“Una sociedad democrática puede ser arruinada por ciudades mal planeadas, con la misma facilidad que con el establecimiento de un régimen totalitario. No hay campo para la participación ciudadana cuando el ambiente social es cada vez menos transparente”. Las palabras son del lúcido conservacionista germano-venezolano Arturo Eichler. Razón no le falta, pues el espacio mal planeado, insalubre e inseguro propicia perturbaciones sociales, y allí donde se da prioridad a abrirle el paso a los automóviles antes que a paseos arbolados a los vecinos será imposible desarrollar una sociedad participativa y dispuesta a compartir e interactuar. ¿Cómo sonreír y conversar, entre humos y ruidos? ¿Cómo aprender a ser felices en la penumbra generada a pleno día por la sombra de edificios que proliferan como la mala hierba, violando todo tipo de ordenanzas?
Estamos ante una nueva campaña municipal. ¿Hay alguna esperanza de cambio para la capital del Perú? Como dice el Chapulín Colorado, ¿y ahora quién podrá defenderme?
Lima, la “tres veces coronada villa”, es un enredo de delincuencia, caos, contaminación y suciedad que algunos inspirados gustan llamar “ciudad jardín” (¿lloramos o reímos con esa?). Irrespirable, insoportable, invivible e insegura. Así las cosas, las y los aspirantes al sillón municipal nos lanzan unas peroratas que nada tienen que ver con repensar la ciudad y darle una salida a este laberinto que lleva, por ejemplo, a que anualmente se pierdan más de mil millones de dólares, sí mil millones de dólares, por el caos vehicular generado, en gran medida, por la libre circulación de autos chatarra, basura rodante importada (por el cliente de una de las candidatas, por cierto, el señor Cataño).
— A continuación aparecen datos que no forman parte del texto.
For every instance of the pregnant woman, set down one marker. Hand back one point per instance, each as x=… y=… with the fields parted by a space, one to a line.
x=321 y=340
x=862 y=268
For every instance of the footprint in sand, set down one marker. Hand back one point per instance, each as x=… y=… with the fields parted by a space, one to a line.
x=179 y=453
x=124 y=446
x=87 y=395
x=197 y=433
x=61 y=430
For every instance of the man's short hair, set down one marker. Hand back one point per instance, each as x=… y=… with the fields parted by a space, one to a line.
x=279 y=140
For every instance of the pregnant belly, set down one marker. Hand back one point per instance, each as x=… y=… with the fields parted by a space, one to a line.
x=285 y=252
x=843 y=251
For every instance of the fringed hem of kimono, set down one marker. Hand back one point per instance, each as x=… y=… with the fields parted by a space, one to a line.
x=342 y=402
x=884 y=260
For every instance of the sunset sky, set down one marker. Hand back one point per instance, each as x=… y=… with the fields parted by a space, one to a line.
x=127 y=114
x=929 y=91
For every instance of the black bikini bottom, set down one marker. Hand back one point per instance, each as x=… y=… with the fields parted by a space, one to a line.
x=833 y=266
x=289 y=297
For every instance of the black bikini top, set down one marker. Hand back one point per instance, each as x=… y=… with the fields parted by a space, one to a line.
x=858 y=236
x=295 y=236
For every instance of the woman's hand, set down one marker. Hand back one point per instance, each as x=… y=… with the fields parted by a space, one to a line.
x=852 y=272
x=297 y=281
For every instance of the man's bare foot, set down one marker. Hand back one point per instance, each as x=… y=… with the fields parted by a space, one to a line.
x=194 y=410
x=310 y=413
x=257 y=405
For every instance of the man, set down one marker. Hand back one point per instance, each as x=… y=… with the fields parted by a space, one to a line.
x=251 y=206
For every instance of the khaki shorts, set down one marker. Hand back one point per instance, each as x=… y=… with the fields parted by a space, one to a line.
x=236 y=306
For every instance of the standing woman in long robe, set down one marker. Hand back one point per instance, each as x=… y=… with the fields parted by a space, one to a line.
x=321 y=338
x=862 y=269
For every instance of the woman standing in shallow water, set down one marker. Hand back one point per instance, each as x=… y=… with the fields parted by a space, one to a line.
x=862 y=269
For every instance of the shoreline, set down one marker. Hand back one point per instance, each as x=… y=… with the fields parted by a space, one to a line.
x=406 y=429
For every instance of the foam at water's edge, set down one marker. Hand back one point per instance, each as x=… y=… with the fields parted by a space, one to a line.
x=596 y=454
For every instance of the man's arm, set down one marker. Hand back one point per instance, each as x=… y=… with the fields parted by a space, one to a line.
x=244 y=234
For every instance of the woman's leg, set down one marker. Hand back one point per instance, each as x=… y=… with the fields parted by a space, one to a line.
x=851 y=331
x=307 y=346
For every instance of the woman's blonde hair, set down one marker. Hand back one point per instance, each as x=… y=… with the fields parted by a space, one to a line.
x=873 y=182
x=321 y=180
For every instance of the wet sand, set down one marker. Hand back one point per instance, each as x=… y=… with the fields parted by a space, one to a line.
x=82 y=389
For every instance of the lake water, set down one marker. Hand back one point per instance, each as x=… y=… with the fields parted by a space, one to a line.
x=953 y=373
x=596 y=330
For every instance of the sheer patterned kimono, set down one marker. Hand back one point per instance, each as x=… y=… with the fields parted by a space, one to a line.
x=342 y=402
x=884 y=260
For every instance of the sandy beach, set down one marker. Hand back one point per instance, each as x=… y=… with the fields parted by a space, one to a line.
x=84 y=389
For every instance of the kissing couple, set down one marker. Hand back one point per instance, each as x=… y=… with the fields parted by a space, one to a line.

“La gran urbe —escribió el doctor Godofredo Stutzin, destacado abogado y ecologista chileno— ha sido comparada con un monstruo que consume diariamente cientos de miles de toneladas de agua, oxígeno, alimentos y materias primas, mientras que en el mismo lapso expele de su organismo la correspondiente cantidad de residuos, basuras y sustancias contaminantes”. Las ciudades han sido calificadas —y con razón— como un fenómeno antiecológico. Una vuelta por Lima ayudará a comprender por qué. Eso es lo que deberá revertir quien acceda al sillón municipal y legarnos barrios más sanos, seguros y amables, espacios para el desarrollo de la vida vecinal.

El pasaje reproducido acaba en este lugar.